Benchmarking LLM Inference: vLLM vs SGLang vs Ollama on NVIDIA Blackwell

TL;DR: We benchmarked three popular LLM inference backends—vLLM, SGLang, and Ollama—running Llama 3.1 8B on an NVIDIA RTX PRO 6000 Blackwell Max-Q GPU (96GB VRAM).

Key Takeaways:

  • The Speed King: vLLM using NVIDIA’s NVFP4 quantization hit 8,033 tokens/second, the highest throughput recorded.
  • The Efficiency Winner: When comparing identical model formats (GPTQ-INT4), SGLang beat vLLM by 17%, reaching 6,395 tokens/second.
  • The Local Option: Ollama remains the easiest to use but is significantly slower for production, topping out at 484 tokens/second (approx. 10x slower than dedicated servers).
  • Reliability: Only vLLM and SGLang maintained 100% success rates at 128 concurrent requests; Ollama broke down under this load.

The Setup

Choosing the right backend can make or break your AI application. We pushed three contenders to their limits on a beastly NVIDIA Blackwell workstation.

The Hardware

  • GPU: NVIDIA RTX PRO 6000 Blackwell Max-Q Workstation Edition (96GB VRAM)
  • CPU: Intel Core Ultra 7 (96GB RAM)
  • OS: Ubuntu Linux 24

The Contenders

  • vLLM: The production standard, tested with both NVFP4 (NVIDIA’s optimized quantization) and GPTQ-INT4.
  • SGLang: LMSYS’s structured generation engine, tested with GPTQ-INT4.
  • Ollama: The local development favorite, tested with standard llama3.1:8b (INT4).

The Results

1. Peak Throughput Comparison

The raw power difference is stark. vLLM with NVFP4 dominates, but SGLang puts up an impressive fight against vLLM’s standard GPTQ implementation.

Peak Throughput Comparison

Figure 1: Maximum throughput achieved at peak concurrency. vLLM (NVFP4) leads the pack, but SGLang outperforms vLLM when using the same GPTQ format.

2. Apples-to-Apples: SGLang vs. vLLM (GPTQ)

When we level the playing field by using the exact same GPTQ-INT4 model, the dynamic shifts. SGLang consistently outperforms vLLM across almost all concurrency levels.

Throughput Scaling

Figure 2: Throughput scaling. SGLang maintains a lead over vLLM as concurrency increases, widening the gap to 17% at 128 requests.

3. Time to First Token (TTFT)

Latency is critical for user experience. We measured TTFT at concurrency=1:

Backend Model Avg TTFT
vLLM GPTQ-INT4 10.7ms
vLLM NVFP4 13.8ms
SGLang GPTQ-INT4 14.2ms
Ollama INT4:Q4_K_M 65.0ms

Table 1: Time to first token after warmup. vLLM (GPTQ) is the fastest at 10.7ms—6x faster than Ollama.

4. Reliability Under Load

At 128 concurrent requests, vLLM and SGLang both maintained 100% success rates. Ollama broke down.

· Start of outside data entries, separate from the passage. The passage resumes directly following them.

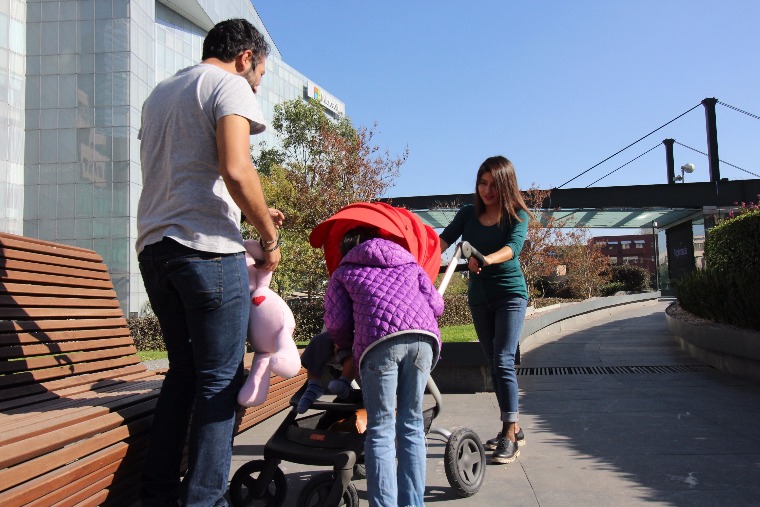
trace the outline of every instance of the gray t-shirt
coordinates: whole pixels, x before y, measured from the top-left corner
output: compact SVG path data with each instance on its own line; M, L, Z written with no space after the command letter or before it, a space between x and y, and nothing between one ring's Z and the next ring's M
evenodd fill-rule
M216 122L232 114L250 120L252 135L266 128L248 82L210 64L180 70L145 101L137 253L164 237L204 252L244 251L216 148Z

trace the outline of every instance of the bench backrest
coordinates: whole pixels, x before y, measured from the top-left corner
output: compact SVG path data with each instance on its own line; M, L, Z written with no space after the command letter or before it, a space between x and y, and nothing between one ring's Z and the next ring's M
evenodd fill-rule
M103 259L0 233L0 408L145 371Z

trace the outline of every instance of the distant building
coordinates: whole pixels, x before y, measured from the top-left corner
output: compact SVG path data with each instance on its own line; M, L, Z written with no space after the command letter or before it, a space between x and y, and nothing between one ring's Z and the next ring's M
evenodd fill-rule
M613 266L633 264L655 275L654 237L651 235L596 236L591 239Z
M254 2L256 3L256 2ZM345 104L283 60L249 0L0 1L0 232L96 250L121 308L147 302L137 265L142 104L201 59L218 22L245 18L272 46L258 92L275 105ZM267 130L251 138L278 142Z

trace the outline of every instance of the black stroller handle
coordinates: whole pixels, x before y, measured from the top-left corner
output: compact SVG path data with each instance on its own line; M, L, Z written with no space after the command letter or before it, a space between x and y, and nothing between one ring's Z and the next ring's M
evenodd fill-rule
M462 257L465 259L469 259L470 257L475 257L475 260L478 261L478 264L482 267L485 265L486 260L483 257L483 254L478 252L478 250L472 246L468 241L462 241L460 243L460 247L462 248Z

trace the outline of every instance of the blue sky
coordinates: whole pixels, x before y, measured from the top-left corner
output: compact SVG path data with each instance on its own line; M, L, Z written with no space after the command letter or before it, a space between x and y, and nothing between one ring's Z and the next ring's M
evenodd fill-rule
M289 65L409 147L389 197L474 190L488 156L558 187L707 97L760 115L760 1L254 1ZM266 77L264 78L266 79ZM717 106L720 158L760 174L760 120ZM565 188L666 182L662 140L707 152L704 108ZM675 146L708 181L707 157ZM721 176L754 178L721 165Z

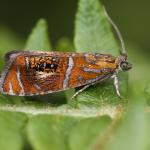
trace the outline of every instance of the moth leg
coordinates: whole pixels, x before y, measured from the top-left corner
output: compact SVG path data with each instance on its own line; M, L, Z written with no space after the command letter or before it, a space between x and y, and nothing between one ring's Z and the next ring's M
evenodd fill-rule
M121 94L119 92L119 81L118 81L118 77L116 75L113 75L112 78L114 79L114 86L116 89L116 93L117 95L121 98Z
M85 85L82 89L78 90L71 99L75 98L79 93L81 93L82 91L84 91L85 89L87 89L88 87L90 87L91 84Z

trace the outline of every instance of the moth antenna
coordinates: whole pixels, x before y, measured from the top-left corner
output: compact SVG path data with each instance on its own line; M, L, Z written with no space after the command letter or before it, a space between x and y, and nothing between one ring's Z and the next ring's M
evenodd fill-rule
M104 6L103 6L103 8L104 8L104 13L105 13L105 15L106 15L108 21L110 22L110 24L112 25L112 27L115 29L115 32L116 32L116 34L117 34L117 36L118 36L118 38L119 38L119 40L120 40L121 47L122 47L121 54L126 54L126 47L125 47L125 43L124 43L123 37L122 37L122 35L121 35L121 33L120 33L120 31L119 31L117 25L113 22L113 20L112 20L112 19L110 18L110 16L108 15L108 13L107 13L107 11L106 11L106 9L105 9Z

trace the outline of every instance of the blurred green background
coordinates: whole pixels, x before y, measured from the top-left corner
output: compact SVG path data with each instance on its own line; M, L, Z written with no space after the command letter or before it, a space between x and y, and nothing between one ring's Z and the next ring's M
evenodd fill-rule
M125 41L136 44L142 55L150 54L150 1L149 0L102 0ZM49 24L52 43L62 37L73 37L77 0L5 0L0 2L0 25L26 39L39 18ZM147 56L147 55L146 55Z

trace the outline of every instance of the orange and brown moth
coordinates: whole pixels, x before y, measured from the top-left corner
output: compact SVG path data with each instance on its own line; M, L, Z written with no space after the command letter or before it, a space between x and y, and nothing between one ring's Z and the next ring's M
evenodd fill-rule
M15 51L6 55L6 65L0 79L3 94L32 96L64 91L83 86L74 96L90 85L114 78L131 69L127 56L109 54Z

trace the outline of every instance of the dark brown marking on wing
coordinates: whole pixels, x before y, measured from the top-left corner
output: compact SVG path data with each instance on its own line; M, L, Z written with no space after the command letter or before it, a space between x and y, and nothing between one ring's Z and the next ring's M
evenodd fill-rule
M39 86L43 92L59 91L63 88L63 80L68 64L65 55L29 56L29 80Z

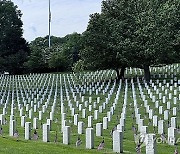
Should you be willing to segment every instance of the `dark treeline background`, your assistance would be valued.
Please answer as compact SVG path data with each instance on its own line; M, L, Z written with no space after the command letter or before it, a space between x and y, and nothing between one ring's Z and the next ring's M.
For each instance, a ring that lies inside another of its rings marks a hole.
M82 49L81 34L73 33L65 37L51 37L51 48L48 36L38 37L29 44L30 55L24 63L28 72L72 71L73 65L79 60Z

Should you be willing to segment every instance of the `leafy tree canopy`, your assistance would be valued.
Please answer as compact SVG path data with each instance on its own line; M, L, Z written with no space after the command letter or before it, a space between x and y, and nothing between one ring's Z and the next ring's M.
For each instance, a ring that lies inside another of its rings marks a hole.
M29 54L28 44L22 37L21 11L13 2L0 1L0 68L11 74L22 73Z
M179 0L104 0L83 34L82 59L95 69L143 68L149 81L149 66L179 60L179 10Z
M65 37L38 37L30 43L31 55L26 66L31 72L67 71L79 60L81 34L73 33ZM39 65L38 65L39 63Z

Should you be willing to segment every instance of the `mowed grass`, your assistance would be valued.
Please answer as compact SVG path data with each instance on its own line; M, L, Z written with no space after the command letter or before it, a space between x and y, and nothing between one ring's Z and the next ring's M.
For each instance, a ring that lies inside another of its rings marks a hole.
M40 141L25 141L4 137L0 138L0 153L2 154L79 154L98 153L96 150L85 150L66 146L60 143L43 143Z
M178 76L179 77L179 76ZM128 83L128 101L127 101L127 115L126 115L126 122L125 122L125 132L124 132L124 139L123 139L123 149L124 149L124 153L128 154L136 154L136 144L134 142L134 134L132 131L132 124L135 124L135 121L132 118L132 112L134 112L134 107L133 107L133 98L132 98L132 89L131 89L131 85L130 83ZM123 100L124 100L124 83L122 84L122 88L121 88L121 93L119 96L119 101L118 104L116 106L116 110L115 110L115 114L112 116L112 121L109 123L109 129L108 130L103 130L103 136L102 137L96 137L95 136L95 148L92 150L87 150L85 149L85 134L80 135L80 138L82 140L82 144L79 147L75 147L75 143L78 137L77 134L77 126L73 125L73 117L71 116L71 112L67 106L68 102L67 100L64 100L64 104L66 105L66 109L68 108L68 110L65 110L66 112L66 120L67 120L67 125L71 126L71 143L70 145L64 145L62 144L62 133L60 132L61 130L61 114L60 114L60 98L59 96L57 97L57 106L56 106L56 114L54 119L58 119L58 122L55 123L53 122L52 125L52 131L50 132L50 142L49 143L44 143L42 142L42 124L46 123L46 118L49 117L49 112L51 111L51 106L49 106L47 108L47 111L43 114L43 120L38 122L38 129L37 132L39 134L39 139L37 141L34 140L29 140L26 141L24 140L24 128L20 127L20 117L19 117L19 112L18 110L16 110L15 112L15 119L17 121L17 130L19 132L19 138L18 140L16 138L13 137L9 137L9 124L7 125L3 125L3 136L0 136L0 153L3 154L38 154L38 153L43 153L43 154L56 154L56 153L62 153L62 154L79 154L79 153L92 153L92 154L96 154L96 153L113 153L112 151L112 137L110 136L110 131L114 128L115 125L117 125L119 123L119 118L121 115L121 111L122 111L122 106L123 106ZM112 87L112 85L110 86ZM116 88L114 90L113 95L111 96L111 99L109 101L109 104L107 105L107 108L105 109L105 111L101 114L99 114L99 118L98 120L93 120L93 128L94 128L94 132L95 132L95 124L97 122L102 122L102 118L104 116L107 116L107 111L110 110L110 107L112 106L113 102L114 102L114 98L115 98L115 93L117 91L117 87L118 85L116 85ZM137 85L136 85L136 89L137 89ZM137 95L137 100L138 100L138 104L140 107L140 104L142 103L140 100L140 96L139 96L139 92L138 89L136 90L136 95ZM109 92L109 91L108 91ZM65 94L64 94L65 95ZM89 98L89 94L85 94L85 100L88 100ZM72 96L70 96L71 99ZM103 95L102 93L99 93L99 95L95 95L93 93L93 95L91 95L92 97L92 102L94 102L97 97L101 97L101 105L102 102L105 101L105 97L107 97L106 95ZM79 97L78 97L79 100ZM53 99L51 98L51 102L53 102ZM17 102L16 102L17 103ZM74 106L75 106L75 102ZM132 104L132 105L130 105ZM150 105L152 105L150 103ZM153 107L153 106L152 106ZM98 109L98 108L96 108ZM94 111L94 109L93 109ZM94 115L94 112L89 112L87 111L87 115ZM10 115L10 108L8 108L7 111L7 115L6 118L9 120L9 115ZM158 111L157 111L158 112ZM2 108L0 108L0 113L2 113ZM80 115L79 117L79 121L83 121L85 122L85 127L87 127L87 118L83 119L81 118L81 111L78 111L78 108L76 108L76 113L78 113ZM142 115L145 114L145 110L143 107L140 107L140 113ZM25 112L24 114L28 115L28 112ZM179 113L178 113L178 117L179 117ZM38 112L34 113L33 115L34 117L38 117ZM146 116L148 117L148 115L146 114ZM158 115L159 116L159 115ZM118 118L117 118L118 117ZM143 117L142 117L143 118ZM33 123L32 119L27 118L26 121L30 121ZM72 121L71 123L69 121ZM147 125L147 121L145 121L145 124ZM178 121L179 124L179 121ZM137 126L136 126L137 127ZM152 133L153 132L153 127L152 126L148 126L149 132ZM167 131L167 128L165 128L165 130ZM55 134L56 131L58 132L58 142L54 143L54 139L55 139ZM33 134L34 130L31 131L31 134ZM102 141L102 139L105 139L105 148L101 151L97 150L97 147L99 145L99 143ZM180 141L179 141L180 142ZM180 148L180 144L177 145ZM157 144L157 153L158 154L173 154L174 153L174 149L175 146L169 146L167 143L158 143ZM145 147L142 148L142 154L145 154Z

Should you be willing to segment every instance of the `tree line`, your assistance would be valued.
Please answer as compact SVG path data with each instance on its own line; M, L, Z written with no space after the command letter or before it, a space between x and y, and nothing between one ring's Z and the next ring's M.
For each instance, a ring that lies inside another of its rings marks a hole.
M104 0L101 13L90 15L82 34L48 36L27 43L21 11L0 1L0 68L12 74L114 69L123 78L128 67L180 61L179 0Z
M79 60L81 34L73 33L65 37L51 37L49 48L48 36L36 38L29 44L31 53L25 67L29 72L71 71Z

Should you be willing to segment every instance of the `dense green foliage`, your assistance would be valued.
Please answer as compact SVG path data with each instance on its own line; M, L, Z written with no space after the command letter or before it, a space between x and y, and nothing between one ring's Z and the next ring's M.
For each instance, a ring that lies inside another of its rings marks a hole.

Deep Dive: Why the Differences?

vLLM’s Hardware Advantage

vLLM’s victory with NVFP4 isn’t just about software; it’s about hardware synergy. NVIDIA’s FP4 quantization packs more parameters into memory, and vLLM’s CUDA graph support on Blackwell processors allows it to extract maximum throughput.

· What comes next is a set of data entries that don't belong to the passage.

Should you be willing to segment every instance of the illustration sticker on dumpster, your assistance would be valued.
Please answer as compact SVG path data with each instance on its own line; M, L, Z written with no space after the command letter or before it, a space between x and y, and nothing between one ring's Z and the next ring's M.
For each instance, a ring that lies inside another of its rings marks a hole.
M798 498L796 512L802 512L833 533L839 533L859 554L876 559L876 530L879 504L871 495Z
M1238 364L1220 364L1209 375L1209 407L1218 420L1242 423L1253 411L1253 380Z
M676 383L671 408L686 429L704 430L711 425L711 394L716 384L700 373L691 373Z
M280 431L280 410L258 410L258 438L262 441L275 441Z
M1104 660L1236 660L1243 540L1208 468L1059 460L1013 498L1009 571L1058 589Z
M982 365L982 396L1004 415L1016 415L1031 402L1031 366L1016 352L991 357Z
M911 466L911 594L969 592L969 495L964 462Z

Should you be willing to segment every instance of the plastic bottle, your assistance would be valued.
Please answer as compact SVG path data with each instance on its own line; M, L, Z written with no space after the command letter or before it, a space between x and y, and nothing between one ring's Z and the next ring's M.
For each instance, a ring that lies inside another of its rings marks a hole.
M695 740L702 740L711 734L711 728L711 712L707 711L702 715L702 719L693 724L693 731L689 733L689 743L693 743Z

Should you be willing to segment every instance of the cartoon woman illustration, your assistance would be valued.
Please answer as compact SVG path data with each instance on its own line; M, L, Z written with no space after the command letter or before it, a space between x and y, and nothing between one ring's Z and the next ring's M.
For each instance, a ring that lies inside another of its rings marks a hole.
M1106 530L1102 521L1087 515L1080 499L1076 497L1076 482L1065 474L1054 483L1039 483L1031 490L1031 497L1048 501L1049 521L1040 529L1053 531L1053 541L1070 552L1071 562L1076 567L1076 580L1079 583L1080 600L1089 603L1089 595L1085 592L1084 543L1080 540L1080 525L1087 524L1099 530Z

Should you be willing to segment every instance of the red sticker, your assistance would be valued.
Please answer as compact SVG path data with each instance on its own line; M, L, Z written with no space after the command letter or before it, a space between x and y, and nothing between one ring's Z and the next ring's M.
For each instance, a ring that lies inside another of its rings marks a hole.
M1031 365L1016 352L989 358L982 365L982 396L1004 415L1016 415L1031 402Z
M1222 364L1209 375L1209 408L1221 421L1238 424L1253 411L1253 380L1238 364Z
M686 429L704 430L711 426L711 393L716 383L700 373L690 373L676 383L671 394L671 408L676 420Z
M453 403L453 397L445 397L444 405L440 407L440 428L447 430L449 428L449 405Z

SGLang’s “Apples-to-Apples” Efficiency

SGLang’s architecture is highly optimized. It won 6 out of 8 concurrency levels against vLLM when using the same model.

Note: We had to run SGLang with --disable-cuda-graph due to a compatibility issue with the Blackwell SM-120 architecture. We used the lmsysorg/sglang:blackwell container, and despite multiple internet sources claiming NVFP4 support, we were unable to get it working. Once SGLang patches this, we expect its performance to jump even higher.

Ollama’s Trade-off

Ollama optimizes for Developer Experience (DX), not raw server throughput. Its single-command setup is unbeatable for prototyping, but it lacks the sophisticated batching required for high-load production.

Ollama’s TTFT of 65ms is slower than vLLM/SGLang but still responsive for interactive use.


Final Verdict

If you need… The Winner is…
Maximum Production Throughput vLLM (with NVFP4)
Broad Model Support & Efficiency SGLang (with GPTQ)
Rapid Prototyping / Local Dev Ollama

Our Hybrid Approach

We have decided to use vLLM with NVFP4 for our high-throughput production inference and keep Ollama for local development and model switching.


Benchmarks conducted January 2026. Llama 3.1 8B. Request pattern: “Write a 1000 word story about {animal}” with varying animals across concurrent requests.